Evaluation is one of the more difficult skills for students to learn because evaluation draws on the ability to apply often complex frameworks that need to be practiced and learned over time. It's also easier to default to simple evaluation approaches that allow biases to remain unchecked (Jastram et al, 2021). Researchers have found that while students do not think they allow bias or previous experiences to influence how they evaluated sources, this was not the case (Silva et al., 2018). Moreover, researchers from the Stanford History Education Group have found that students rarely ask who created online sources, make broad generalizations about information platforms, and use surface features of sites like graphic design to evaluate these sources (McGrew et al., 2018). 

Students find it harder to learn how to evaluate different types of sources when instructors and librarians use source evaluation terms that are unfamiliar and have different common meanings like the difference between scholarly and popular sources (Jankowski et al., 2018). However, students who have been taught evaluation techniques like lateral reading have been found to correctly evaluate the trustworthiness of information more often than students in a control group (Brodsky et al., 2021).

The ability to not only find sources but evaluate information is increasingly crucial. Evaluation takes practice. With guidance from tools like SIFT, IF I APPLY, lateral reading, civic online reasoning, or teaching students to focus on purpose, process, and product, students can learn to:

  • find unbiased sources
  • determine authority
  • find trusted sources
  • recognize when a source is relevant for a particular situation.

Limits to Previous Searching Experiences

A decline in high school librarians over the past 10 years, which was exacerbated by the pandemic (Tomko & Pendharkar, 2023), means that incoming first-year students are less likely to have previously worked with a librarian. Students default to using the search strategies they already know, including relying on Google and Wikipedia as key resources. However, as the Project Information Literacy lead researcher notes, these search strategies "only get them so far with finding and using trusted sources they need for fulfilling college research assignments" (2012).

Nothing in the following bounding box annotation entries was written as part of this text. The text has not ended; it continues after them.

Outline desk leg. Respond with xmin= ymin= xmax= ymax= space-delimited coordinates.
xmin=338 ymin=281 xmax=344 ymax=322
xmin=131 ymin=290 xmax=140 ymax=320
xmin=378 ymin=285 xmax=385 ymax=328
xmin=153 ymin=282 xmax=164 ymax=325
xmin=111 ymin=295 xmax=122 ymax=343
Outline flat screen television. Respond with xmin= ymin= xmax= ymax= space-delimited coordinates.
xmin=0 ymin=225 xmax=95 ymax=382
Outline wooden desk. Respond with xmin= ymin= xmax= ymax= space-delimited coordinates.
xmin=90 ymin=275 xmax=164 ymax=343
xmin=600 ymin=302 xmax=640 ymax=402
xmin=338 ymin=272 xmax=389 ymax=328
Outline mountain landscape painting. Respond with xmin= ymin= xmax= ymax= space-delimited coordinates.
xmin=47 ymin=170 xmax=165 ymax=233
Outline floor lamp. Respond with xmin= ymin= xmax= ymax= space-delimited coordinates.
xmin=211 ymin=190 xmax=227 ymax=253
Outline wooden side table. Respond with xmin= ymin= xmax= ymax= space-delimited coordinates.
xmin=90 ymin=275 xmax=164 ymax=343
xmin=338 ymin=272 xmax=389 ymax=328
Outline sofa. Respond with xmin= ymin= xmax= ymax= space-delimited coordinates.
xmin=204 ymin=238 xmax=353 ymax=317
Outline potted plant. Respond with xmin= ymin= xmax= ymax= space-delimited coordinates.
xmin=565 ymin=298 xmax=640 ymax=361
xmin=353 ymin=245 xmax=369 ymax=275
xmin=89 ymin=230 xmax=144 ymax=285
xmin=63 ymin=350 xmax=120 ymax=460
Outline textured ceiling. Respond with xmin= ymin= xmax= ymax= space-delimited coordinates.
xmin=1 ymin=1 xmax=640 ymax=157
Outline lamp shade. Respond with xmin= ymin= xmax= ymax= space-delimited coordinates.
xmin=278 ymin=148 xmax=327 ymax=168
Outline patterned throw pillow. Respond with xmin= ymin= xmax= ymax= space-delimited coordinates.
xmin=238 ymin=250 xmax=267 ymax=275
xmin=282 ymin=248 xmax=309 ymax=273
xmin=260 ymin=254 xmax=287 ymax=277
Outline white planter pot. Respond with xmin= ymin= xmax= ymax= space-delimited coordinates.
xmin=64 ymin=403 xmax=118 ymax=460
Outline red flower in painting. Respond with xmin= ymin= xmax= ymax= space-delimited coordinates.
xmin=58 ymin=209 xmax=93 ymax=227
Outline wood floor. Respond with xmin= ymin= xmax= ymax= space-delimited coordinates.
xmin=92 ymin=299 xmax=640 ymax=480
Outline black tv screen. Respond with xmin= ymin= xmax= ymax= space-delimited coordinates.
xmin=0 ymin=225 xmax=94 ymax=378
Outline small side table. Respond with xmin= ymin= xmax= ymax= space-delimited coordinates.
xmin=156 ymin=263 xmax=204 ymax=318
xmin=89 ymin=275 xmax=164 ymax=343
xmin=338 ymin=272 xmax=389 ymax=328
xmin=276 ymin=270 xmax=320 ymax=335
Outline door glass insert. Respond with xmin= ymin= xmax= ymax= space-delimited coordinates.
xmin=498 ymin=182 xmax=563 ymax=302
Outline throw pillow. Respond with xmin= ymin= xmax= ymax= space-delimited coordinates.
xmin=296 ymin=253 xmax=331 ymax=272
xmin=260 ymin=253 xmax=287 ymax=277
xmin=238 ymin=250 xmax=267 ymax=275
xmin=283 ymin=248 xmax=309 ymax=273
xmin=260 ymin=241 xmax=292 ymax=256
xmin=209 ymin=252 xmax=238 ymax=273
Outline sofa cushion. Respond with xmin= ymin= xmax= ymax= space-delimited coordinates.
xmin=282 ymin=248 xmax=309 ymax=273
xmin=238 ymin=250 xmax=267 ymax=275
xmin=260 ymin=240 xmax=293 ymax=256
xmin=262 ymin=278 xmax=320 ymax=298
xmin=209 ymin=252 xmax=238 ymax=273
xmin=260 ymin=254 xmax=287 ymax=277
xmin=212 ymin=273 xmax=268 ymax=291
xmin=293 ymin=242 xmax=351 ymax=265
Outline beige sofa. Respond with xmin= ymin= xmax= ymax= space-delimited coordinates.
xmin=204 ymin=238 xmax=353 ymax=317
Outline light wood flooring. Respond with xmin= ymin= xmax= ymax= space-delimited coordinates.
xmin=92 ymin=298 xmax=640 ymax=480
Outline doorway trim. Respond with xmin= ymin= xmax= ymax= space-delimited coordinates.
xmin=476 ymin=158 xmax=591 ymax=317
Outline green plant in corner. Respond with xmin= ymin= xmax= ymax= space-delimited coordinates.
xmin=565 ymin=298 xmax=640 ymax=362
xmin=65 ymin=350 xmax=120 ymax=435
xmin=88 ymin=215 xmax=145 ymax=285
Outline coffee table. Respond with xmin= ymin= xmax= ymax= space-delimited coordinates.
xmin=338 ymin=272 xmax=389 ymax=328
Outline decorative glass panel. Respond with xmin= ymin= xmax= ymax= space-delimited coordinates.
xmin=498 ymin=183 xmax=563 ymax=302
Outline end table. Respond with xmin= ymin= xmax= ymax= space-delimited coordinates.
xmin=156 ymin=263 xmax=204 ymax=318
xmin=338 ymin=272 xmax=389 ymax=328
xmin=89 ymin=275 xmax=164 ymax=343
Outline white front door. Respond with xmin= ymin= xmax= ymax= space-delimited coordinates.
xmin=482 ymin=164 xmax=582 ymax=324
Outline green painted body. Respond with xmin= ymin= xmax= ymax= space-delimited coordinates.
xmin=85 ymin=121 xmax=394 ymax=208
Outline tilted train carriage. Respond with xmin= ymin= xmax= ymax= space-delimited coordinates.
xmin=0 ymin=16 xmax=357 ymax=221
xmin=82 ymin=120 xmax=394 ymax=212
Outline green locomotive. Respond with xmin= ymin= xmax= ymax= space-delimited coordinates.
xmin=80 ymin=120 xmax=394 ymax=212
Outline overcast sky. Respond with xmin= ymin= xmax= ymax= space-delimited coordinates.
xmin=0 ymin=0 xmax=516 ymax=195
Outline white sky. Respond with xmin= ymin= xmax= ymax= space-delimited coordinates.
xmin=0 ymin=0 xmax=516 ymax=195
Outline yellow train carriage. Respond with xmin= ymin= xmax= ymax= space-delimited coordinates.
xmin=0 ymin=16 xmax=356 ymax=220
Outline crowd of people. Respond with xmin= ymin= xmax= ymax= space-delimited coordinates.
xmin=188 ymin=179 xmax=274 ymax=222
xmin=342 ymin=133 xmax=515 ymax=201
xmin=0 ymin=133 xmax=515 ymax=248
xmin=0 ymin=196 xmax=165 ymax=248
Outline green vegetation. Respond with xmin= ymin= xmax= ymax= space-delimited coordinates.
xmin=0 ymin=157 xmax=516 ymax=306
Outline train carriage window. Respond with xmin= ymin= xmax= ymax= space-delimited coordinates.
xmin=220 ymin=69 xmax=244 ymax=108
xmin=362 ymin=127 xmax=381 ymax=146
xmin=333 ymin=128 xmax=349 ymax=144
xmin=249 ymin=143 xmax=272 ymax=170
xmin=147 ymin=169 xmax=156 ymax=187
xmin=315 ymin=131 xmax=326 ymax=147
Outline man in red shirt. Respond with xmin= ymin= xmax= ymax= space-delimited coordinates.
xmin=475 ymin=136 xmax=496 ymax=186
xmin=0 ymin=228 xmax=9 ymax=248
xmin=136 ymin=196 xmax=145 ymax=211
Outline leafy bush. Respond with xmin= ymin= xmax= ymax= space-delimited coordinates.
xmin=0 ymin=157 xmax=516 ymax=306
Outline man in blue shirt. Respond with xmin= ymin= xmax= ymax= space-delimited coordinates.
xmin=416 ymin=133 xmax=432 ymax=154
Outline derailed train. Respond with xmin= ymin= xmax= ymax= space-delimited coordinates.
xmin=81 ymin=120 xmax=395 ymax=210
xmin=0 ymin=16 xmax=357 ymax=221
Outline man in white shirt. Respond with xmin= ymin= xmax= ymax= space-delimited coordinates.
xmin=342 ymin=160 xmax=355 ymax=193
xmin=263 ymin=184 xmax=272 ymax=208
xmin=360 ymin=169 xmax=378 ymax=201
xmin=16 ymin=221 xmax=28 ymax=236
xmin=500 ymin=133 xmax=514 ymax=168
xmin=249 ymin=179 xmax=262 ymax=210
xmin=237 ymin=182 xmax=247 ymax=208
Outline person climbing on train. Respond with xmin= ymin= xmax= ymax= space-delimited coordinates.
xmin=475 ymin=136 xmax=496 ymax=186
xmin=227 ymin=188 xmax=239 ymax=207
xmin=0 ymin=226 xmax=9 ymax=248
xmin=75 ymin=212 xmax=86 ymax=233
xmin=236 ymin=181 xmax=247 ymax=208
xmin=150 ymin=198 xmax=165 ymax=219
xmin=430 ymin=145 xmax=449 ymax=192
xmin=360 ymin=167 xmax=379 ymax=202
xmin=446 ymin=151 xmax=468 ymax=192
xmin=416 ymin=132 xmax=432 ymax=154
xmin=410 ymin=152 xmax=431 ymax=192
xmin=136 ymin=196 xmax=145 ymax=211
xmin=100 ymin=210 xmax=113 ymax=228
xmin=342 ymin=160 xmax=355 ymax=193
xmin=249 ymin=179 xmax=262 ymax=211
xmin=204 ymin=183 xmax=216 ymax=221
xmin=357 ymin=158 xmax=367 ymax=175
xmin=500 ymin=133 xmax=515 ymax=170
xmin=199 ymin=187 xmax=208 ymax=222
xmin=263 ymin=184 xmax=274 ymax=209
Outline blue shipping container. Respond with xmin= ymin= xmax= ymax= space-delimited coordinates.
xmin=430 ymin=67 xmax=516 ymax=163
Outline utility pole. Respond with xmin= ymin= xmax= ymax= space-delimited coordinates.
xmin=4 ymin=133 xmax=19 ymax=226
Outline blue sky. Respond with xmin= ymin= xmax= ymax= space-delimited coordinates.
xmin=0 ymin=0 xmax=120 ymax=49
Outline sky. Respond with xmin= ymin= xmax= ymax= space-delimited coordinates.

Students' search habits are complicated by the fact that tools like Google have increased their focus on providing content based on past searching history, friend relationships, and promoted content, thereby reducing source diversity (Trielli & Diakopoulos, 2019). The result is that searchers increasingly see a narrower set of results intended to reinforce pre-existing preferences and biases including racist and sexist biases (Noble, 2018). 

Searching for sources - whether in library databases or using search tools like Google - takes practice and an awareness of the choices the search tools make about what content we see. With guidance students can learn to:

  • understand the basics of what content is being searched and why that matters
  • know when to use more targeted tools, e.g., newspaper collections focused on historically marginalized groups
  • refine their searches to focus on different source types, topic areas, geographic regions, or time periods.